Delighting in God’s law
It’s tempting to think that everything the law does now is always negative, in the same way a speed camera is only interested in us when we break the law. Yet, in Psalm 1, we read of a man delighting in God’s law, meditating on it day and night, and the law builds him up to make him strong and fruitful. God’s law does not just show up sin, now that we are in Christ, it also leads us to the ‘paths of righteousness for his name’s sake’ (Ps. 23:3).
Under the New Covenant, we have even more reason to delight in God’s law because of Jesus and what he has done for us. In his Sermon on the Mount Jesus asked us not to think that he had come to abolish the law, but to understand he had come to fulfil it (Matt. 5:17). Fulfilling the law cannot mean finishing with it, as in the same sermon Jesus goes on to unpack what living out the law’s requirements look like, with an emphasis on what our attitudes to other people should be.

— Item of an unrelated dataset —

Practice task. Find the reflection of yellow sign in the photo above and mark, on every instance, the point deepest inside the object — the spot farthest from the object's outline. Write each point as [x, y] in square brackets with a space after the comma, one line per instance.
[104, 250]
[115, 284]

Under the New Covenant, we have even more reason to delight in God’s law than those who lived under the Old Covenant. Hebrews 8:10 tells us about the New Covenant, ‘I will put my laws in their minds and write them on their hearts.’ The law is no longer on tablets of stone but deep within us and has become central to how we think and live life. Whenever we read the law, we read it wearing Christ’s robe of perfect righteousness and rejoicing that he has met all its demands for us.
What Jesus taught in the Sermon on the Mount about the law of God is as challenging as it is beautiful. You know your own heart, and inevitably you will find yourself asking how you can live to such a high standard. Every Christian knows the struggle between knowing how God wants them to live and battling their selfish desires. This inner tension is summed up perfectly by Paul in Romans 7:22-23: ‘In my inner being I delight in God’s law; but I see another law at work in the members of my body, waging war against the law of my mind.’ It’s a real battle and we can easily collapse into the brutal false comfort of legalism or into despair.
The power of the Spirit
There is, however, a lovely answer: the Christian looks to live loving Christ, by obeying his commandments, through the power given to them by the Holy Spirit. Paul told Titus that it is God’s grace that enables us, ‘to say no to ungodliness and to live godly lives in this age’ (Tit. 2:12). It’s not by a great and solo effort of our own energy and will, and it’s certainly not out of a sense of fearing God to terrify us into action. Instead, it is by the work of the Holy Spirit in us, who inclines us to delight in God’s commands and empowers us to live by them. This is one of the most liberating things about being a Christian; we are now free from the ‘curse of the law’ (Gal. 3:13) to both delight in the law, and to show our love for Christ by living by it.
For all of this, we completely depend on the Holy Spirit who is always at work in us. What an amazing comfort this is as we look at the challenge of loving Christ by keeping his commandments! What a help this is in the times we struggle to follow him! This is why Paul wrote, ‘keep in step with the Spirit’ (Gal. 5:25) in the full confidence that he both leads and enables us to delight in Christ and his law. This is what pleases the Lord (Eph. 5:10). We are never alone, but the Spirit of Jesus is always with us, enabling, encouraging and leading us forward to love him and serve him well, by both keeping and delighting in his commandments.